El día en que se inició el jucio al ex mandatario peruano Alberto Fujimori se destapa un documento de la Agencia de Inteligencia de Defensa de Estados Unidos (DIA por sus siglas en inglés), con fecha del 10 de Junio de 1997, en que se afirma que «el presidente Fujimori ordenó que no se tomaran prisioneros (…) por esta razón, aun los miembros del MRTA que fueron capturados vivos no sobrevivieron a la operación de rescate» (el subrayado y el enlace son míos). Ni más ni menos, una orden de la vieja escuela, “no quiero supervivientes”, y eso se realiza con una ejecución extrajudicial, llámese como se llame.

Qué oportunas son ciertas desclasificaciones de documentos secretos. Los gringos desclasifican cualquier cosa, ya sea documentos que los vinculan directamente con escuadrones de la muerte en el extranjero (como los recientes que apuntan a esta actividad de “desaparecer” a los contrarios políticos en el Chile de Pinochet) a textos de antiguos aliados que se embarraron con todo y de los que ahora, de una forma u otra, intentan desmarcarse, como es el caso del fujimorato.

En abril de este año mostré mis reservas ante lo benigno que se es (o era) con respecto a los Comandos de la Operación Chavín de Huántar, ante las denuncias de las ejecuciones extrajudiciales producidas tras el rescate, muchos apuntaron a un comando paralelo del SIN infiltrado entre los soldados, quitando la responsabilidad a los primeros y heroicos comandos por los hechos de los segundos. No niego, por supuesto, que pudieran haber dos comandos distintos en el rescate, pero sí afirmo la responsabilidad de todos los soldados que ahí estuvieron y no intentaron detener a los que realizaron las ejecuciones o sacaron al público los hechos (aunque declaraciones de algunos de ellos son los que nos permiten conocer al menos una ejecución extrajudicial).
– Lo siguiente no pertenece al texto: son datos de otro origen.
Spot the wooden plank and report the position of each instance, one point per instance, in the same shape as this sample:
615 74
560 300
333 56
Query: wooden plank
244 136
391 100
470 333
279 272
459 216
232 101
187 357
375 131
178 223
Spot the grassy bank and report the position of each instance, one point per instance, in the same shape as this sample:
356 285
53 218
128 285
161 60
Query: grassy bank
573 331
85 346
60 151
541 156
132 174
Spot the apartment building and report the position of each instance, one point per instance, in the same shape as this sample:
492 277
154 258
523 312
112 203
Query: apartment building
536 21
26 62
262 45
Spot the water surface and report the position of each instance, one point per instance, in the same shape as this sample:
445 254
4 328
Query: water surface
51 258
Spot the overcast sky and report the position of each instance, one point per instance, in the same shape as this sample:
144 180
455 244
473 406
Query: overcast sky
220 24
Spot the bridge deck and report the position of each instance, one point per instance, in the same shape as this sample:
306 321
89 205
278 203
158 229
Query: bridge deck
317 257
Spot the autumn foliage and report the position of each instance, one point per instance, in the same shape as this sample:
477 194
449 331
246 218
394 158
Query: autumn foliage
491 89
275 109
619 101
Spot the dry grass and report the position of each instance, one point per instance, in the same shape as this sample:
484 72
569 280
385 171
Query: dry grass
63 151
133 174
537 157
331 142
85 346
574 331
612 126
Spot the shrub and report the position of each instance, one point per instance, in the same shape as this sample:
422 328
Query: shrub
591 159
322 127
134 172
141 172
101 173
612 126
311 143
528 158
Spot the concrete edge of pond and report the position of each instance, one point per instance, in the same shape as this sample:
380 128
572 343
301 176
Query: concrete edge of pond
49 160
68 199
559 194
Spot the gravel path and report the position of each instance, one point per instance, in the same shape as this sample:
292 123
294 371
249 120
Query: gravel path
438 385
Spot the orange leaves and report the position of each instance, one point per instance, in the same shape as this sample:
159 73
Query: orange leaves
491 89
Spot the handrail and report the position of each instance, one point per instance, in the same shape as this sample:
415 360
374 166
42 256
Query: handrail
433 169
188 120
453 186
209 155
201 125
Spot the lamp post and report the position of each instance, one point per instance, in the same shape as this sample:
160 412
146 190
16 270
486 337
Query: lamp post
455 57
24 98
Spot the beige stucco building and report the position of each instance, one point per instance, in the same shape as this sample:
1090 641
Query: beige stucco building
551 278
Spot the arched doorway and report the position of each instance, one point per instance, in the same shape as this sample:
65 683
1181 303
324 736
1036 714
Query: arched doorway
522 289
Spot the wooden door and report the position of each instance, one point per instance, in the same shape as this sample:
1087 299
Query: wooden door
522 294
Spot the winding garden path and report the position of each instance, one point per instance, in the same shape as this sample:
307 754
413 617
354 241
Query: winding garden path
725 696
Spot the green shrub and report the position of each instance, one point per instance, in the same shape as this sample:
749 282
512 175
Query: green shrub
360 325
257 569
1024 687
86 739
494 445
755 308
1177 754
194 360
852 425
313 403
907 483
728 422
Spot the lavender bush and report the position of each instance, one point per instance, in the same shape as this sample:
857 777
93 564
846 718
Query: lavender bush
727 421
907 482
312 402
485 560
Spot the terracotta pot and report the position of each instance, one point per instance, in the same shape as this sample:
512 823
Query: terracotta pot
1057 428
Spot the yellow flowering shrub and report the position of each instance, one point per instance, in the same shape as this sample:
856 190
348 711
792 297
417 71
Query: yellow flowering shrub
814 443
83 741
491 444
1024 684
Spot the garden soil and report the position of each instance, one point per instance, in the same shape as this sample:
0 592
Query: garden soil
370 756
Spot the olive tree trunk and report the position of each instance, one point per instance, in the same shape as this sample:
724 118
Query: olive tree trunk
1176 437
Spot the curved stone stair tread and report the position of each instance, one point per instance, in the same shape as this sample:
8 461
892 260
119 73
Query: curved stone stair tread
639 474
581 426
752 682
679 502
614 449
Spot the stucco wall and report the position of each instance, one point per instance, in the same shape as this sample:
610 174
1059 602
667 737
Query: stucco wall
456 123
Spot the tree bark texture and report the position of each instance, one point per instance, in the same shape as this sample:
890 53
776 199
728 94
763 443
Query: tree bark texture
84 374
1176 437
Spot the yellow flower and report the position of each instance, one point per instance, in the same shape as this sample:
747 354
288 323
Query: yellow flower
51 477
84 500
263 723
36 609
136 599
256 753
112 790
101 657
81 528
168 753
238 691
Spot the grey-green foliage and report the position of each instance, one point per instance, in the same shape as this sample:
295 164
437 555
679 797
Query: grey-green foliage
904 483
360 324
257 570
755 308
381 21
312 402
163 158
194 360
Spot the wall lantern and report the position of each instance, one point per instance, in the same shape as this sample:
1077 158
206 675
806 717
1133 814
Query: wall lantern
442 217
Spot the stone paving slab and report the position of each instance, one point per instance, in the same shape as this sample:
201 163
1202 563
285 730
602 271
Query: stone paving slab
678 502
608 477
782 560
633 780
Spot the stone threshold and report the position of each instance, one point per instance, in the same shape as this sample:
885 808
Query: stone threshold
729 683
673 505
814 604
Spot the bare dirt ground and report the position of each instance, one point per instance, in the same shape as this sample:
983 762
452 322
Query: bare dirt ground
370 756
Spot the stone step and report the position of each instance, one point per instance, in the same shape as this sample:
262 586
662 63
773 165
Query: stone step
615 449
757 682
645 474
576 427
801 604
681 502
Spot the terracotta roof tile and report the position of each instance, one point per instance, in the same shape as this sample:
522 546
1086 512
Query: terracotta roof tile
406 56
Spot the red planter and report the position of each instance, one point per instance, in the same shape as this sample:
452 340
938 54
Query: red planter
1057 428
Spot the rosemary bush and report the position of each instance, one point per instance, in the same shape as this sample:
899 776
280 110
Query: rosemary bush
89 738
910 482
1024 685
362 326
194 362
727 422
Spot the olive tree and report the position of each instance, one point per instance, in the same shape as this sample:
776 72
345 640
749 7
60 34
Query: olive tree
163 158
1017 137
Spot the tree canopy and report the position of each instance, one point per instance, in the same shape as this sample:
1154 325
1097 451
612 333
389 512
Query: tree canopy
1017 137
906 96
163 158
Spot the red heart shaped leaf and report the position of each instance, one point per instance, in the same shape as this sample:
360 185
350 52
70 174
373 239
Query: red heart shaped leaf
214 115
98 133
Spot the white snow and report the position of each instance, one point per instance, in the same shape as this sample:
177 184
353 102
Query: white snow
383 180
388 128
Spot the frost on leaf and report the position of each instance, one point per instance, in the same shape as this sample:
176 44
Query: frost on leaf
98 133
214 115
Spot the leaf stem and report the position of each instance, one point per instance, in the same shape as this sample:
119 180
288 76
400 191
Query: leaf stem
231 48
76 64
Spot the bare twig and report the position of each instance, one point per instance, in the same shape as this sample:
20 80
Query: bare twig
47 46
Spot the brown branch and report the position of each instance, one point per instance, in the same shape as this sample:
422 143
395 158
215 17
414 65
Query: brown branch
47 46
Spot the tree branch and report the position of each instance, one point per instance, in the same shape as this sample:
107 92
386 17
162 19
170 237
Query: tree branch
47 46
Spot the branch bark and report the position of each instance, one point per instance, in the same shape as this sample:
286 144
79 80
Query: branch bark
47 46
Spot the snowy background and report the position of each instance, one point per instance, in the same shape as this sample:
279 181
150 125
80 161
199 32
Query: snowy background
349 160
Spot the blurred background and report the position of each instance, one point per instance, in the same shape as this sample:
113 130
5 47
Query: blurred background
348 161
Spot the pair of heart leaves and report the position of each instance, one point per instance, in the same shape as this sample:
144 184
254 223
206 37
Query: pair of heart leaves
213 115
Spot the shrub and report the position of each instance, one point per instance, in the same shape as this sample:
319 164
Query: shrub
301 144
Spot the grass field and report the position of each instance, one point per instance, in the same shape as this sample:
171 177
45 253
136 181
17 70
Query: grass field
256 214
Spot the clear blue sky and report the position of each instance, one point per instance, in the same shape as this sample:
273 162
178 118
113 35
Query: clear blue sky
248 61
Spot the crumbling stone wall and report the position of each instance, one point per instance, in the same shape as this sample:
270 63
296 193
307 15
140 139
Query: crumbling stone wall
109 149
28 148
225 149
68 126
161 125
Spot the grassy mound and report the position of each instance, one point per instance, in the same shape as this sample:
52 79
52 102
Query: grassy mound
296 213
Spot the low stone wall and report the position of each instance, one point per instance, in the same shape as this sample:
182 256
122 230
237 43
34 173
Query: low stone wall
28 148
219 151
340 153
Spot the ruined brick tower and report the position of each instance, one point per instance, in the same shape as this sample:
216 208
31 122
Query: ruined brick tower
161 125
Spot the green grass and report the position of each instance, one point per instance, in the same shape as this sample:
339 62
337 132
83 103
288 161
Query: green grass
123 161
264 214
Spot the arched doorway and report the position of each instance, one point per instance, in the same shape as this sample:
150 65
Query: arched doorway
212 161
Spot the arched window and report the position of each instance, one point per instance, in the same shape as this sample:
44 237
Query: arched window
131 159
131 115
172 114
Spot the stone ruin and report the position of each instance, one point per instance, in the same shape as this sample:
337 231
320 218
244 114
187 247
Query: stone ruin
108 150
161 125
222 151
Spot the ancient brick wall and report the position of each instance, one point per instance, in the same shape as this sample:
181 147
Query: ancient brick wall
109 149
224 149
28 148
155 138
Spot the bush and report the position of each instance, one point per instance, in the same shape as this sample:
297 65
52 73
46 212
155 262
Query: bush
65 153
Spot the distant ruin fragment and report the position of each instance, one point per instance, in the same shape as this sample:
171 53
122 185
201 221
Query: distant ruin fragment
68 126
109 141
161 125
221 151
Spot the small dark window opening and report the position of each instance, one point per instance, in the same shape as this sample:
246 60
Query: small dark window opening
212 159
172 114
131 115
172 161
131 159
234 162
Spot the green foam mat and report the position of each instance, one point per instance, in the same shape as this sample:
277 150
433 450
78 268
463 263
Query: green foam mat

Ya sabíamos que al menos “Tito” había sobrevivido al rescate en sí, esto es, a la operación de retoma de la embajada por parte de los comandos y que posteriormente había sido ejecutado, ahora sabemos, según el documento de la DIA, que Roli Rojas, alias El Árabe, y una compañera emerretista fueron ejecutados tras el final de la retoma de la casa del embajador de japón aquél 22 de abril del 97.

Según recoge El Comercio (subrayado mío):

«Después que las tropas entraron al predio y estaban en el proceso de conducir a los rehenes afuera de la residencia del embajador, uno de los soldados reconoció a Rojas, que no llevaba armas, y caminaba junto con los rehenes hacia afuera de la casa (…) el soldado detuvo a Rojas y lo llevó de nuevo adentro de la residencia. Un soldado le disparó a Rojas en la cabeza con una ráfaga de un arma automática. La intención del soldado había sido disparar sólo una bala a la cabeza de Rojas (…) una mujer, también integrante del MRTA, fue ejecutada por un soldado durante la operación después de que ella se había rendido»

La toma de la casa del embajador de Japón fue mostrada al mundo como el triunfo del poder militar peruano sobre el terrorismo, con un Alberto Fujimori triunfante caminando entre los cadáveres de los emerretistas, colocados por toda la casa del embajador como si todos hubiesen muerto en duros combates, cosa que sabemos que no pasó.

En la mente del peruano, ese hecho fue digno de aplauso, fue la muestra palpable de la necesidad de la mano dura, un relato épico de la heroicidad de nuestras fuerzas armadas, cuando en realidad esconde lo que fue una constante durante dos décadas completas (por lo menos), la bala en la nuca y la impunidad de los militares y mandos políticos.

Entre los documentos desclasificados, también hay alguno que señala que Fujimori estaba dispuesto a “sacrificar los principios [derechos humanos y democracia] para alcanzar una victoria rápida sobre el terrorismo” y que Alberto Fujimori estaba “absolutamente comprometido con la destrucción de Sendero Luminoso y el MRTA dentro de su mandato de cinco años y está dispuesto a tolerar cualquier método para alcanzar esa meta” además de contar con una descripción detallada, de 1994, de cómo se violaban los derechos humanos en Perú, por parte de un general.

Queda mucho que investigar y muchas razones para continuar con los juicios a los distintos responsables.